Second. We are of opinion that taxes on personal property, or on the income of personal property, are likewise direct taxes.
Third. The tax imposed by sections 27 to 37, inclusive, of the act of 1894, so far as it falls on the income of real estate, and of personal property, being a direct tax, within the meaning of the constitution, and therefore unconstitutional and void, because not apportioned according to representation, all those sections, constituting one entire scheme of taxation, are necessarily invalid.
are you a supporter of the status quo?
No, hell no. Neither am I a supported of what I believe would be worse for our republic than the "status quo"; don't you agree?
It's good to know you ar not for the status quo, so just what changes to the tax system do you believe should be made?
Do you have support in Congress for your plan to improve the nation's tax system and is there a bill introduced in Congress we can take a look at to see the details of how your reforms would be implemented.

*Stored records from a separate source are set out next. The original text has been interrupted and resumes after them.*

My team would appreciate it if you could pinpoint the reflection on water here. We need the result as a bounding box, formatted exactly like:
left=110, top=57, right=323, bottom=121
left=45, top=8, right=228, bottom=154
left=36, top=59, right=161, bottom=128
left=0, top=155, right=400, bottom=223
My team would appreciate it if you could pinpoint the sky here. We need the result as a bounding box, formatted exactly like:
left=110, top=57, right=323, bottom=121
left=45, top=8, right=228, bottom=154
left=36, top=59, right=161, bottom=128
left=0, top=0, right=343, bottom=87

The Devil, as they say, is always in the details. So pop the hood and lets take a look.
I certianly don't agree!
How can a tax of the type endorsed by virtually every leading citizen who participated in our founding possibly be "worse" than the current communist inspired monster?

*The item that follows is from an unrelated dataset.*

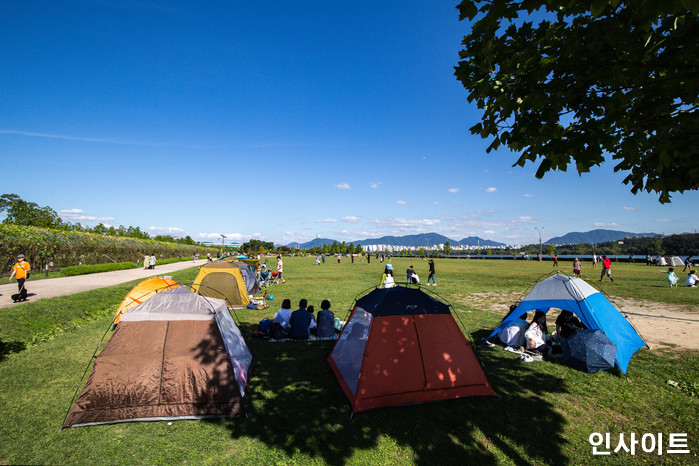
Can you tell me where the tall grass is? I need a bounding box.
[0,258,699,464]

My mistake, you are correct. The "consumption" tax on the points is borne by the buyer of the home who is actually paying the points.
That class envy crap is one of things that got us our 60,000 page tax code to begin with.
I agree.
You have it precisely backwards.
There is no huge bureaucracy to monitor anyone's life. Everyone with a SS number who registers for the prebate gets it for their household regardless of income. Yearly (and when your situation changes) you report the number in your household along with the SS numbers. That's it. Once in the system, it's a mouse click to issue the checks.
Exempting items is what got us into the mess that we have now. Granting exemptions will allow the corrupting lobbyist business to continue.
The prebate makes it politically feasable by protecting the lower income households. It will defang the demogogues who would yell 'regressive'.
There may be provisions that will or maybe should change. The prebate and a single rate for everyone on everything is the way to go. That is what must not be changed.
I'm guessing they would not like what it is used to purchase. I'll likely see them soon; I'll ask.
I think I know some who are; but, I do not believe I am one of those.
The 16th ALLOWS for an income tax. It does not mandate it.
When the FairTax bill passes, it would become effective 6 months later. The repeal of the 16th Amendment could take years. Why would you want to delay the implimentation for that long?
As people get accustomed to their full paycheck again, I think that they'd rather lynch their reps and senators than allow them to reinstitute an income tax.
But for just that reason, I'd love for those SOBs to try.
Thats an easy solution. Take all of the accountants and irs agents and put them to work at the border, keeping illegals out.